We talk about risk on this blog...a lot. So much so, that we often get into the big theories and methodologies behind risk management, risk assessment and operational compliance related to Quality Management and EHS management. And it's good stuff - I wouldn't write about it if it wasn't. However, when I speak to people who are starting out building a risk-based strategy, they often get caught up in the details, and forget to look at things in a bigger, more simplified context. "What tools to do I use?", "How many levels of risk do I drill down?", "What is ALARP?". and the list goes on. You can read our other blog posts to get a sense of that, but for now let me boil it down to this - Risk Management shouldn't stress you out - chances are you are already doing it. You just need to formalize it. Here are 3 things to consider in your risk journey that might make it easier to digest:
1. Risk should augment your processes, not replace them: Too often, people feel like they need to re-engineer their overall processes to build in Risk, but it's not the case. Risk Management seeks to identify threats and quantify them so you can make decisions. You can do this in your existing processes; you just have to add risk to the picture. Think of it like this - you encounter adverse events in the Quality System, and you have to make a decision on what to do with them. You already do this in operations, all you are adding with Risk is a systematic and consistent method for doing it. You just look at the events and rate the event with a risk assessment. This can be designed to be easy, like a decision tree that asks you questions. "Why is this event critical?" "What are the consequences of this?" "Is it bad - how bad?" Then, based on your answers, you come to a decision - most likely based on what you've done before. By continuing to do this for events, and looking at your past, you've established a risk assessment that doesn't rely on "gut feel", it relies on evidence from the past, or using calculations of consequences.
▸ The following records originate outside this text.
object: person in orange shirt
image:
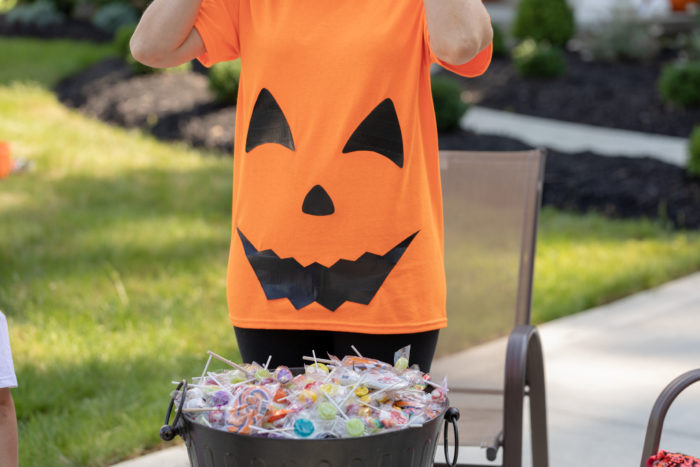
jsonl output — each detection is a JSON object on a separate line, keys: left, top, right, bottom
{"left": 131, "top": 1, "right": 492, "bottom": 372}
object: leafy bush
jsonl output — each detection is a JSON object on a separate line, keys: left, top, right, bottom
{"left": 658, "top": 61, "right": 700, "bottom": 107}
{"left": 5, "top": 0, "right": 65, "bottom": 27}
{"left": 492, "top": 23, "right": 507, "bottom": 57}
{"left": 92, "top": 1, "right": 138, "bottom": 34}
{"left": 512, "top": 39, "right": 566, "bottom": 79}
{"left": 689, "top": 126, "right": 700, "bottom": 177}
{"left": 512, "top": 0, "right": 575, "bottom": 47}
{"left": 431, "top": 75, "right": 468, "bottom": 132}
{"left": 208, "top": 59, "right": 242, "bottom": 104}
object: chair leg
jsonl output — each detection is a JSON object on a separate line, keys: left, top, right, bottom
{"left": 503, "top": 326, "right": 528, "bottom": 467}
{"left": 527, "top": 330, "right": 549, "bottom": 467}
{"left": 503, "top": 325, "right": 549, "bottom": 467}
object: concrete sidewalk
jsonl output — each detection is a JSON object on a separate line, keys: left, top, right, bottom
{"left": 460, "top": 106, "right": 689, "bottom": 167}
{"left": 114, "top": 272, "right": 700, "bottom": 467}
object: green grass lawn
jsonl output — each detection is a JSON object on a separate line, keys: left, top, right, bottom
{"left": 0, "top": 38, "right": 115, "bottom": 88}
{"left": 2, "top": 38, "right": 700, "bottom": 466}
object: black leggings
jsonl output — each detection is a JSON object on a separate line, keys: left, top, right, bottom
{"left": 234, "top": 327, "right": 440, "bottom": 373}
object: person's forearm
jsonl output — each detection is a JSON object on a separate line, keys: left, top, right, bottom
{"left": 130, "top": 0, "right": 205, "bottom": 68}
{"left": 423, "top": 0, "right": 493, "bottom": 65}
{"left": 0, "top": 389, "right": 18, "bottom": 467}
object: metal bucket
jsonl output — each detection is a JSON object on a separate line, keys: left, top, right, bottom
{"left": 161, "top": 379, "right": 460, "bottom": 467}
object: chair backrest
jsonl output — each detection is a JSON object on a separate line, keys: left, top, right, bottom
{"left": 432, "top": 149, "right": 545, "bottom": 450}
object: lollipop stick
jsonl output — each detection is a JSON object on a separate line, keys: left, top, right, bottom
{"left": 301, "top": 356, "right": 335, "bottom": 365}
{"left": 207, "top": 372, "right": 227, "bottom": 389}
{"left": 350, "top": 345, "right": 363, "bottom": 357}
{"left": 200, "top": 354, "right": 213, "bottom": 383}
{"left": 312, "top": 350, "right": 318, "bottom": 367}
{"left": 264, "top": 355, "right": 272, "bottom": 370}
{"left": 322, "top": 391, "right": 349, "bottom": 420}
{"left": 231, "top": 378, "right": 255, "bottom": 389}
{"left": 370, "top": 382, "right": 402, "bottom": 400}
{"left": 357, "top": 399, "right": 392, "bottom": 415}
{"left": 183, "top": 407, "right": 222, "bottom": 413}
{"left": 340, "top": 375, "right": 366, "bottom": 406}
{"left": 207, "top": 350, "right": 249, "bottom": 373}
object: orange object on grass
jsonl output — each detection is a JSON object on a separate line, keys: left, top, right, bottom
{"left": 670, "top": 0, "right": 699, "bottom": 11}
{"left": 194, "top": 1, "right": 492, "bottom": 334}
{"left": 0, "top": 142, "right": 13, "bottom": 179}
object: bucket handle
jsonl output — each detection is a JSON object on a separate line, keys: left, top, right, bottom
{"left": 443, "top": 407, "right": 460, "bottom": 467}
{"left": 160, "top": 379, "right": 188, "bottom": 441}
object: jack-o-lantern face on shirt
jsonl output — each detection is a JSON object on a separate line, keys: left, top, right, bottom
{"left": 238, "top": 88, "right": 418, "bottom": 311}
{"left": 193, "top": 0, "right": 491, "bottom": 333}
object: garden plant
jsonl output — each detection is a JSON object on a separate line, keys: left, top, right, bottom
{"left": 430, "top": 75, "right": 469, "bottom": 132}
{"left": 511, "top": 0, "right": 575, "bottom": 47}
{"left": 511, "top": 38, "right": 567, "bottom": 79}
{"left": 689, "top": 126, "right": 700, "bottom": 177}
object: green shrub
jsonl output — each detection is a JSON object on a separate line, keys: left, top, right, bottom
{"left": 512, "top": 0, "right": 575, "bottom": 47}
{"left": 512, "top": 39, "right": 566, "bottom": 79}
{"left": 492, "top": 23, "right": 507, "bottom": 58}
{"left": 431, "top": 75, "right": 468, "bottom": 132}
{"left": 659, "top": 61, "right": 700, "bottom": 107}
{"left": 689, "top": 126, "right": 700, "bottom": 177}
{"left": 92, "top": 1, "right": 138, "bottom": 34}
{"left": 5, "top": 0, "right": 65, "bottom": 27}
{"left": 208, "top": 59, "right": 242, "bottom": 104}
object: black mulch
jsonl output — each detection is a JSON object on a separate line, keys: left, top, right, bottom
{"left": 445, "top": 52, "right": 700, "bottom": 138}
{"left": 54, "top": 58, "right": 700, "bottom": 229}
{"left": 0, "top": 14, "right": 112, "bottom": 42}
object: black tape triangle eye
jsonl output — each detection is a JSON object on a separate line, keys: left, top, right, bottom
{"left": 342, "top": 98, "right": 403, "bottom": 168}
{"left": 246, "top": 88, "right": 295, "bottom": 153}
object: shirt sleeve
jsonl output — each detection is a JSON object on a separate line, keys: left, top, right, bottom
{"left": 193, "top": 0, "right": 241, "bottom": 67}
{"left": 0, "top": 312, "right": 17, "bottom": 389}
{"left": 422, "top": 11, "right": 493, "bottom": 78}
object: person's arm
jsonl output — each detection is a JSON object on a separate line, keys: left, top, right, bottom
{"left": 423, "top": 0, "right": 493, "bottom": 65}
{"left": 129, "top": 0, "right": 206, "bottom": 69}
{"left": 0, "top": 388, "right": 18, "bottom": 467}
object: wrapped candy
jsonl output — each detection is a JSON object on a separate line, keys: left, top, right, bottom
{"left": 176, "top": 349, "right": 449, "bottom": 439}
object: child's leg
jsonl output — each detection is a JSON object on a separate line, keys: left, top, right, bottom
{"left": 332, "top": 330, "right": 440, "bottom": 372}
{"left": 0, "top": 388, "right": 18, "bottom": 467}
{"left": 233, "top": 327, "right": 333, "bottom": 368}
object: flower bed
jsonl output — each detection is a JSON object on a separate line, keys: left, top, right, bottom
{"left": 448, "top": 52, "right": 700, "bottom": 137}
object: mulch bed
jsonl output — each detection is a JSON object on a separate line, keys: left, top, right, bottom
{"left": 446, "top": 51, "right": 700, "bottom": 138}
{"left": 0, "top": 14, "right": 111, "bottom": 42}
{"left": 54, "top": 57, "right": 700, "bottom": 230}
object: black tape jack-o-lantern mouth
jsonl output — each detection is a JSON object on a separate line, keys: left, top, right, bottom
{"left": 238, "top": 228, "right": 418, "bottom": 311}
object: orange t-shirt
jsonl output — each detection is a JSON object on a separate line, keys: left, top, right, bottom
{"left": 194, "top": 1, "right": 492, "bottom": 334}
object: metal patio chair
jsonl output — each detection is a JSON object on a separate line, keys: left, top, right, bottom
{"left": 640, "top": 368, "right": 700, "bottom": 466}
{"left": 432, "top": 149, "right": 548, "bottom": 467}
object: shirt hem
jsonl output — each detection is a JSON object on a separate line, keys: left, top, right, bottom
{"left": 230, "top": 318, "right": 447, "bottom": 334}
{"left": 0, "top": 376, "right": 17, "bottom": 389}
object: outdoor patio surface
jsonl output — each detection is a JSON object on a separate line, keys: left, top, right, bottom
{"left": 113, "top": 271, "right": 700, "bottom": 467}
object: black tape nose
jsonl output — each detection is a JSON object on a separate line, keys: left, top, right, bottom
{"left": 302, "top": 185, "right": 335, "bottom": 216}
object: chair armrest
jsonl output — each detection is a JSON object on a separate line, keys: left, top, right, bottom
{"left": 640, "top": 369, "right": 700, "bottom": 467}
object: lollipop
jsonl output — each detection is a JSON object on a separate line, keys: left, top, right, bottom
{"left": 293, "top": 418, "right": 315, "bottom": 438}
{"left": 274, "top": 366, "right": 293, "bottom": 384}
{"left": 226, "top": 386, "right": 271, "bottom": 434}
{"left": 345, "top": 417, "right": 365, "bottom": 437}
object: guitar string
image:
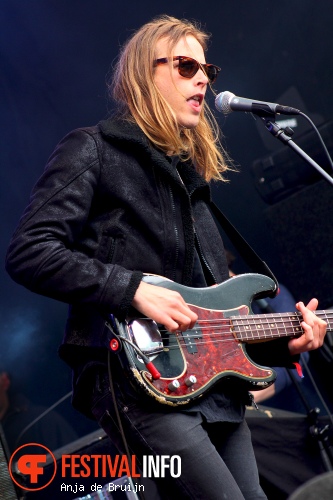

2. Ask yourself, "Why are we doing this"?: So many times, companies receive a directive or have a goal to build in risk, and never step back to ask "Why"? Knowing why risk is important is a big step to understanding how to go about it. Why do most people build in risk management? It's usually to help make better decisions. Why do we want to make better decisions? Because we want to be compliant. Why do we want to be compliant? Because ultimately, we make the best products and our customers are relying on us to make the best decision for them when using our products. Having this mentality helps to understand that risk is not about some larger directive, it's about making the process more efficient and making the best possible decisions for our customers. We want to make these decisions consistently and efficiently, and risk is just another extension of good business decision making.
3. Risk Starts with Your People: People always ask, "Where do i start on this risk journey?" Don't start with the tools; don't start with the process - start with your people. The best risk data comes from asking managers and operational leaders, "Where are your biggest threats to success?" Most companies will send out a simple survey to ask this question, and having the people in the organization identify where the threats lie is the most important step in starting risk management. These folks are in the field, executing on processes every day - they will know where potential problems/hazards lie. Once you've done that, you can categorize these threats and start to build a "Taxonomy of Risk" - which is a lofty way of saying you categorize and prioritize the common risk types to see where you need to focus your attention. Then, you can start to look at the processes with the most risk elements, and augment them with a risk assessment.
It's important to ask questions for Risk Management. Why? How? Who? These are the first steps to take in building a picture of your company's goals, opportunities, and obstacles to meeting the ultimate goals of the business. Risk Management is simply a method to help you identify problems and make better decisions to get closer to your company goals, in such a way that is faster, repeatable and consistent.